Der Kläger trifft ein Mitverschulden (§ 254 BGB), weil er entweder unvorsichtig durch Laub fuhr, welches den Pfostenfuß verdeckte, oder weil er bei freier Sicht gegen das Gebot der ständigen Vorsicht und Rücksichtnahme im Straßenverkehr (§ 3 Abs. 1 S. 4 StVO) verstoßen hat.
Ein Anspruch kann jedoch nur ausnahmsweise wegen Mitverschuldens vollständig entfallen, wenn das Verhalten des Geschädigten von einer ganz besonderen, schlechthin unverständlichen Sorglosigkeit gekennzeichnet ist. Das sah das OLG in diesem Fall nicht als gegeben an.
Obwohl das Gericht das Mitverschulden des Klägers nicht als alleinigen Grund für die Abweisung ansieht, scheitert der Anspruch bereits daran, dass der Kläger keine Pflichtverletzung des Grundstückseigentümers im Sinne einer schuldhaften Verletzung der Verkehrssicherungspflicht beweisen konnte. Die Gefahr war vermutlich zu kurzfristig durch Dritte entstanden, als dass der Eigentümer sie hätte erkennen und beheben können und müssen.
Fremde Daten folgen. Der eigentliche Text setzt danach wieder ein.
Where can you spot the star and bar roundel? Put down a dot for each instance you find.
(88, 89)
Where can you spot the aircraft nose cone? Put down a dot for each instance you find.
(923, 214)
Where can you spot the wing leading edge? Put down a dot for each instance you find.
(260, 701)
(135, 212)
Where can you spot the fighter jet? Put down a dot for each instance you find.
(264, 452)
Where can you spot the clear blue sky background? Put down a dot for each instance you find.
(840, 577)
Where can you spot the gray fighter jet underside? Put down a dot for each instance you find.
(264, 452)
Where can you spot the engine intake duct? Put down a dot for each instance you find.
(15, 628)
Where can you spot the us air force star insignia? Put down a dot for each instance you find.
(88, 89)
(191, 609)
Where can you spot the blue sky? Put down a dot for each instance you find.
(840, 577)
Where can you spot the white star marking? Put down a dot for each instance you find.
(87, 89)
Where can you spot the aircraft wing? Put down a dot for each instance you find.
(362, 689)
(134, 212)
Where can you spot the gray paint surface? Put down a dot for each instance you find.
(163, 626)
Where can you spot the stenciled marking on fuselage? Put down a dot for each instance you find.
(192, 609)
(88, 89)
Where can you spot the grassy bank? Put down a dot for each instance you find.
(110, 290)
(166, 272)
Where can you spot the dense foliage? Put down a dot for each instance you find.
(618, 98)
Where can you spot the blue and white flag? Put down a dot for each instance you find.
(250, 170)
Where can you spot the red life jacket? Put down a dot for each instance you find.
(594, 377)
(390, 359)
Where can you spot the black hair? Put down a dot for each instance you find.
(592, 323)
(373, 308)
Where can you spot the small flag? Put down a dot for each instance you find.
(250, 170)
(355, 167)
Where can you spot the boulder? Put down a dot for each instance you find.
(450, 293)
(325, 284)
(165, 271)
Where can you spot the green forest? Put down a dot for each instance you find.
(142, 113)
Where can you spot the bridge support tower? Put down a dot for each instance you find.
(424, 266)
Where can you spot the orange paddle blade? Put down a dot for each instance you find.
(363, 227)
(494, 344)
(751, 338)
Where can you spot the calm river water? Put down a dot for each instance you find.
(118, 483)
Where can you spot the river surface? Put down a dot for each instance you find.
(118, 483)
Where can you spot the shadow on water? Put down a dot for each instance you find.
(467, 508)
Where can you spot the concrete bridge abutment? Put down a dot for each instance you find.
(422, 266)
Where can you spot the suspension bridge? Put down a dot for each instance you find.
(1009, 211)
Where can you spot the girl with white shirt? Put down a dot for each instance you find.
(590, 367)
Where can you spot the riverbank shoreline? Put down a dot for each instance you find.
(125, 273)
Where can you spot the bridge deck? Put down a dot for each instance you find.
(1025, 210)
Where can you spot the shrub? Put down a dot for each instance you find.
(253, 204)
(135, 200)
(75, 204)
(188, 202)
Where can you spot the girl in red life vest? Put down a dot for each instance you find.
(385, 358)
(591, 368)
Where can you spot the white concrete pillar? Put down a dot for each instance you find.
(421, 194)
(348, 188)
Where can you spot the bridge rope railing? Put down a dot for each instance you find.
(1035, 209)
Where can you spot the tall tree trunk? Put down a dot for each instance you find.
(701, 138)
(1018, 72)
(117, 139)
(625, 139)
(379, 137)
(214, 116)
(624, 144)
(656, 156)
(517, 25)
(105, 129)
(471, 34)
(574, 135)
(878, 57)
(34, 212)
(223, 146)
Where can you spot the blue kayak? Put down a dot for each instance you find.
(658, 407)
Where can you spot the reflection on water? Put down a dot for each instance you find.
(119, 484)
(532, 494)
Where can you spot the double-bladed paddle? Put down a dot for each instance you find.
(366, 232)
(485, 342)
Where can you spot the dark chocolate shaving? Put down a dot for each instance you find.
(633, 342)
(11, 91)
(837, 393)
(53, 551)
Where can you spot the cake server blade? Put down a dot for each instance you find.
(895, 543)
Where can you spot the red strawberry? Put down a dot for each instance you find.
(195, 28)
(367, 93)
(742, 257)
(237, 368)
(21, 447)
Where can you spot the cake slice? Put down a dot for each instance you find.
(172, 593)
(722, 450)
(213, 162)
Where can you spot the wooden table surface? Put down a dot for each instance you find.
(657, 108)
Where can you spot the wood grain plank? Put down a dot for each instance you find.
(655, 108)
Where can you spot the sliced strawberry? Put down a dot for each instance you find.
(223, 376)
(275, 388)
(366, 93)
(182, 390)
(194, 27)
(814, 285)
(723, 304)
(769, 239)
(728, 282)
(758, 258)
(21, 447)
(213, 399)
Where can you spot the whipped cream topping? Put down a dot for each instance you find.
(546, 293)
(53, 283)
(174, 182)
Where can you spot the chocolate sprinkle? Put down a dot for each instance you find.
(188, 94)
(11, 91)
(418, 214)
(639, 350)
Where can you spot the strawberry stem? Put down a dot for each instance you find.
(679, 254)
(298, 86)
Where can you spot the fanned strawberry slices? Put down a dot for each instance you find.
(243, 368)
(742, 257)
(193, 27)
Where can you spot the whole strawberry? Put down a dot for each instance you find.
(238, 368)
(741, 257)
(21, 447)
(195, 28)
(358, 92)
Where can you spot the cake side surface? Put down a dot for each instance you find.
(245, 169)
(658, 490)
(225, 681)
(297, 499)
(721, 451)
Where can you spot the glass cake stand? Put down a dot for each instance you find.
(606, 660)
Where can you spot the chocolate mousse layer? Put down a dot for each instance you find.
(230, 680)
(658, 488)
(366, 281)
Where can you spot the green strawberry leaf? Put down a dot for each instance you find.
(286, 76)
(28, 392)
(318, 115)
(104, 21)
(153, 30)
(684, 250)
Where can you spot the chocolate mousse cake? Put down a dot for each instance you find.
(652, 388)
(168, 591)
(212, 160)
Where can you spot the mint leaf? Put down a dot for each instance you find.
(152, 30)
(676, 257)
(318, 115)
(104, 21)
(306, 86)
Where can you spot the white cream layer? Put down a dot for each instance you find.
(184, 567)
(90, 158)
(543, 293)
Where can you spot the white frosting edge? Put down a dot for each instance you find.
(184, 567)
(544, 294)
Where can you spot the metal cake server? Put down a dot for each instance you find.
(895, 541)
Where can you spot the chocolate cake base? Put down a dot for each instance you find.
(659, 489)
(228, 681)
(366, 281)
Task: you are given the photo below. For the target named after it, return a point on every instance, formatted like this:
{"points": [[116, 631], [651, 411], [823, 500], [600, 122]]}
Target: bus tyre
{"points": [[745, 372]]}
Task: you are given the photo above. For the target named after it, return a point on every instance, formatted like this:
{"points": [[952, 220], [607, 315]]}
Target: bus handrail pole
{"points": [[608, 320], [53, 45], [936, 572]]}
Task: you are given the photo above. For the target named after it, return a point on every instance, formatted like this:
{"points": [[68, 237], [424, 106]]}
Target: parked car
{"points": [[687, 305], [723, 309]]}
Die Pflicht, Gefahren von öffentlich zugänglichen Grundstücken fernzuhalten.
Wer etwas behauptet, muss es im Zivilrecht beweisen (hier: Der Kläger muss die Pflichtverletzung beweisen).
Sicherungsmaßnahmen müssen zumutbar sein; eine ständige Überwachung ist in der Regel nicht zumutbar.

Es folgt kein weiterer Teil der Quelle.